Online astroturfing: A problem beyond disinformation (2022)

by xyzalon 3/14/2026, 3:53 PMwith 50 comments

by dluanon 3/14/2026, 5:01 PM

We have a massive poisoning of the commons catastrophe coming, driven by further authoritarian government overreach and control. I've seen no one working on this, and in fact most people on HN seem to be working on ways to further exacerbate this problem. I don't just mean half solutions like tor or social protocols that let you in and out of walled gardens.

There's still a tiny window of opportunity for engineers to come up with or design technical safeguards, but eventually this problem will move past the realm of what's easily solvable and out of our hands, and into policy makers hands. A big part of me feels like that window is already slammed shut.

by Lercon 3/14/2026, 8:57 PM

I recently did some looking into how public perception campaigns work.

I found it amazing that I could not find any organisation that tracks these campaigns. These are often very well funded and those funds go to people.

Part of the problem is a successful public opinion campaign results in something that most people believe, we probably only get to see the failures. Challenging something that is widely held is not well received, whether or not you are right or wrong.

Some things I did find out. Fake news stories don't change people's opinions very much. They enable media to shape narratives because people will reject genuine stories outside the narrative because they know that fake news stories exist. Fake news exists to be seen as fake to establish that the things you disagree with could also be fake.

There are companies that specialise in this.

Reputation management companies might tell you who their clients are or what they do, but never at the same time. I suspect the best ones do neither.

by ajkjkon 3/14/2026, 5:21 PM

strong agree, I feel like it poisons the fabric of society somehow when everything you interact with is fake or even just has a good chance of being fake, regardless of the also-shitty fact that it is also often trying to influence you.

by bpavukon 3/14/2026, 7:21 PM

related: https://doublespeed.ai/ - basically astroturfing as a service.
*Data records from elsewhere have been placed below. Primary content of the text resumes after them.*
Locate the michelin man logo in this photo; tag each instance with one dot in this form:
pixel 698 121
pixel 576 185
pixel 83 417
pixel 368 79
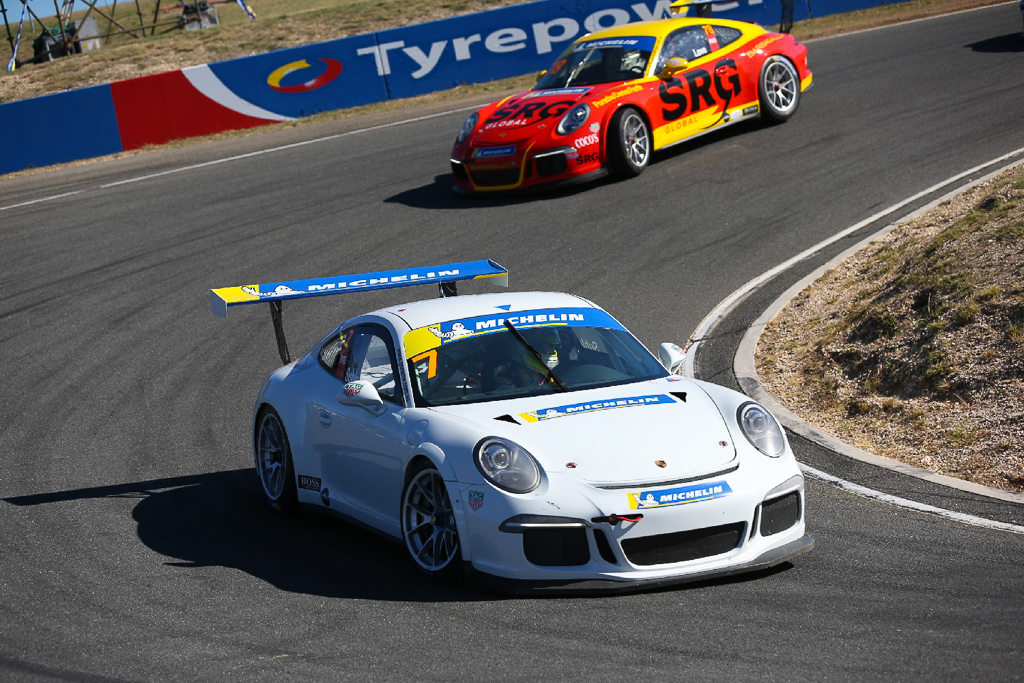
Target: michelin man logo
pixel 280 290
pixel 458 330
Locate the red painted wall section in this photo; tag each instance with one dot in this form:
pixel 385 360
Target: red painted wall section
pixel 154 110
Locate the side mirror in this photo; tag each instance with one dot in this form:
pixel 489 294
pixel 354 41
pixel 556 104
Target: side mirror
pixel 672 356
pixel 361 394
pixel 673 67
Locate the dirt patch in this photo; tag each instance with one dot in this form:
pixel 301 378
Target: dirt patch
pixel 913 348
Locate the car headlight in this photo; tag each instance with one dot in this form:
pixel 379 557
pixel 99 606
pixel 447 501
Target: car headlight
pixel 467 127
pixel 507 465
pixel 761 429
pixel 574 118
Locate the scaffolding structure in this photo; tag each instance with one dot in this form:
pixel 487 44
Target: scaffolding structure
pixel 65 38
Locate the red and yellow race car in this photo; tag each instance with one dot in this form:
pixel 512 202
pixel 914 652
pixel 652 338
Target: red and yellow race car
pixel 616 95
their landing page stops short of saying that Doublespeed would be "a good fit for your political campaign." I'd prefer fighting an AI-powered drone over becoming a victim of "Dead Internet-aaS" startup. at least, flying lawnmowers are honest

by rrhjm53270on 3/14/2026, 9:11 PM

As an individual, this paper suggests that I must move beyond "Is this news true?" to "Why does it look like everyone agrees with this?"
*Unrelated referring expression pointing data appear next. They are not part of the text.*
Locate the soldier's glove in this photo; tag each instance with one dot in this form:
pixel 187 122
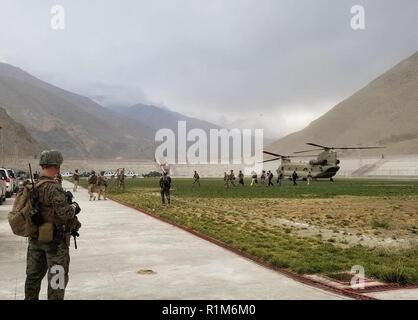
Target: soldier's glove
pixel 76 207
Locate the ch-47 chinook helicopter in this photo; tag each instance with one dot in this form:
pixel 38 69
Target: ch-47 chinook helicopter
pixel 325 166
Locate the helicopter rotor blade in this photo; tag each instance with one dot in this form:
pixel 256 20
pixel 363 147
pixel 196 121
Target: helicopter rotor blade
pixel 317 145
pixel 357 148
pixel 308 151
pixel 273 154
pixel 275 159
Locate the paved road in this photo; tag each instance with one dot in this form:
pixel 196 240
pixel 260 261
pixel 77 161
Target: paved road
pixel 116 242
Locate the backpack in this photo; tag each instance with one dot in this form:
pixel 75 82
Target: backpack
pixel 19 218
pixel 165 183
pixel 92 179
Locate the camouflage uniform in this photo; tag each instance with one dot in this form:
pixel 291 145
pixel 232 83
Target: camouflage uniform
pixel 91 187
pixel 165 185
pixel 58 179
pixel 196 178
pixel 42 256
pixel 101 185
pixel 231 178
pixel 75 179
pixel 241 178
pixel 226 180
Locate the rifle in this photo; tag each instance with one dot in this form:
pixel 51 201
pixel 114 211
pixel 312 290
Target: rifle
pixel 35 214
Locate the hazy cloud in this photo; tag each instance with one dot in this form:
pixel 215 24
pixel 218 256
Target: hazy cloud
pixel 265 63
by walterbellon 3/14/2026, 6:06 PM

My browser highlights a few hundred accounts. For HN and other comment-oriented sites, local userscripts are supported by browser plugins, including mobile Safari. These can highlight known usernames and implement blocklists. Most LLMs can generate a userscript on demand for non-obfuscated sites, including userid list for manual edit.

by Bridged7756on 3/14/2026, 6:33 PM

This is notorious in platforms like reddit, with people jumping in to suggest no name products in response to questions. It doesn't help that reddit allows private profiles, thus allowing astroturfers to get away with it. Also, another case is LLM astroturfing, we're bombarded with doomerism and obituaries about programming, some of said opinions are subtler, short comments, the most dangerous ones, because little by little they jab you, though the most conspicuous ones are easy to identify. And then there's the political astroturfing. In my country smokescreens are the defacto tool, but it is suspicious of the amount of high quality edits and memes that came out about the Epstein files, essentially cementing him as a "meme" and not a monster that abused minors.
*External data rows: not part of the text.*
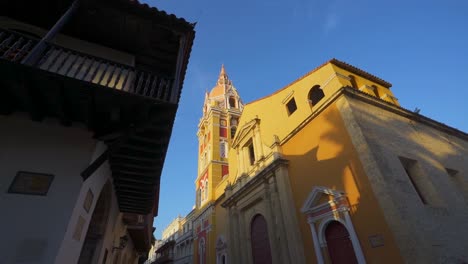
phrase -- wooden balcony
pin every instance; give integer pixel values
(14, 47)
(132, 111)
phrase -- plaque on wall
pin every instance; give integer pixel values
(376, 241)
(79, 228)
(31, 183)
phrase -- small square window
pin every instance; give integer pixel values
(291, 105)
(251, 153)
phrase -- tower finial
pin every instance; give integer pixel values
(222, 75)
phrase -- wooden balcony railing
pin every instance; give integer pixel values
(60, 60)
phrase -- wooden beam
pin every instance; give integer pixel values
(35, 53)
(95, 165)
(142, 149)
(127, 172)
(134, 180)
(137, 158)
(124, 165)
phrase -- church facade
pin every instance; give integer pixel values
(329, 169)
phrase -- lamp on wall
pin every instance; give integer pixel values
(122, 243)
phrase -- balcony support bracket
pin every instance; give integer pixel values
(35, 53)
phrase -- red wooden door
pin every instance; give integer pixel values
(339, 244)
(261, 251)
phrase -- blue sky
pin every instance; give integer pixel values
(421, 47)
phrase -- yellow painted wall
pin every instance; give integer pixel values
(321, 154)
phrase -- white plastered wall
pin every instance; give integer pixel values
(433, 232)
(33, 226)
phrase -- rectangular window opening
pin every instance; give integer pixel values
(251, 153)
(451, 172)
(412, 172)
(291, 105)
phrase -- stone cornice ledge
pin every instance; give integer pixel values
(254, 181)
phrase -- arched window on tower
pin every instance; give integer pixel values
(232, 102)
(233, 131)
(315, 94)
(352, 79)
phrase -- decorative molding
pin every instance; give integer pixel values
(333, 210)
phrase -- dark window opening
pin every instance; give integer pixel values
(376, 91)
(451, 172)
(232, 102)
(352, 79)
(410, 167)
(316, 94)
(233, 132)
(251, 154)
(291, 105)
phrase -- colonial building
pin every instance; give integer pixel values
(329, 169)
(88, 96)
(184, 241)
(221, 112)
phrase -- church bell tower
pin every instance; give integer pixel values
(221, 111)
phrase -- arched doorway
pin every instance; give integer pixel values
(340, 247)
(97, 227)
(261, 251)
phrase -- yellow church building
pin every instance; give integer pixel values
(329, 169)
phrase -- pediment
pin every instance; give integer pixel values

by SilverElfinon 3/14/2026, 8:00 PM

> Recent events in the world have highlighted just how influential social media can be, both in a national context and internationally. To list a few examples: platforms like Twitter and Facebook played a prominent role in the events surrounding the recent US presidential elections; social media and messaging platforms made possible the many decentralized mass protests that have popped up around the globe, from the pro-democracy movements in Hong Kong, Thailand and Belarus to the Black Lives Matter protests in the United States; and of course, the whole of the internet, for better or worse, played a role in shaping how the world responds to the COVID-19 pandemic. But with great power comes the great potential for manipulation and misuse.